For now, city Communications Coordinator Luis Vila is managing all communications with media and the public for MPD. In the future, Price said the city would like to create a role for a designated public safety PIO, combining the liaison roles of police and fire.
“Wouldn’t it be more efficient for taxpayers, if we had one PIO or two PIOs meaning you have one for the city and all the communications that go out there, as well as one for public safety?” Price said. “We’re trying to centralize communications, so that our messages (are) a lot more clear, a lot more universal. … To get the message more direct and being right all the time, so that the citizens can count on one message rather than multiple messages.”
The city is moving away from allowing the police and fire departments to divulge information to the public directly, and is instead implementing new city public information officers to better mitigate what information is released to media entities and the public.
While Alvarado was offered the opportunity to move over to City Hall, his role would come with a pay slash and a six-month probationary period, the second of which is city policy.
“I had gotten reassigned or promoted,” Alvarado said. “As the resignation (states), it was the fact that I was going to have a pay cut, and I was going to be put on probation.”
Alvarado stated he was not offered the opportunity to remain in his current position.
The roles of his job would also significantly change from what he was working on previously, and instead of reporting to Chief Steve Stahl, he would report to the city management for police press releases.
In regards to his departure, Price said if the city notices one “side” is more heavily staffed than the other, it will make changes.

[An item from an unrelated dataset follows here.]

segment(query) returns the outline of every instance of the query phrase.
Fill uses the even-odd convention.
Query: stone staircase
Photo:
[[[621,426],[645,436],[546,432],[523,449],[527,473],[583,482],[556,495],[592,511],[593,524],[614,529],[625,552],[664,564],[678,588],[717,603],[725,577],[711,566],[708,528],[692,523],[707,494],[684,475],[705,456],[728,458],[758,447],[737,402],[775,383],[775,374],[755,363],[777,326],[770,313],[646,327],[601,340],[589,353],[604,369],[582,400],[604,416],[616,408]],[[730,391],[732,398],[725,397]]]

“We need more people over here, well, this person may not do that job. We have to figure out, is there a place for them in the organization? Reorganizations happen all the time,” Price said. “When the job description or role changed, he (Alvarado) didn’t care for it and so he resigned. And again, that’s totally his right to do so.”
Since his departure, Alvarado has spent time vacationing and relaxing with his family. He has also made a smooth transition to working full-time in his FAA contractor role, with nearly a decade of experience with the airport already under his belt.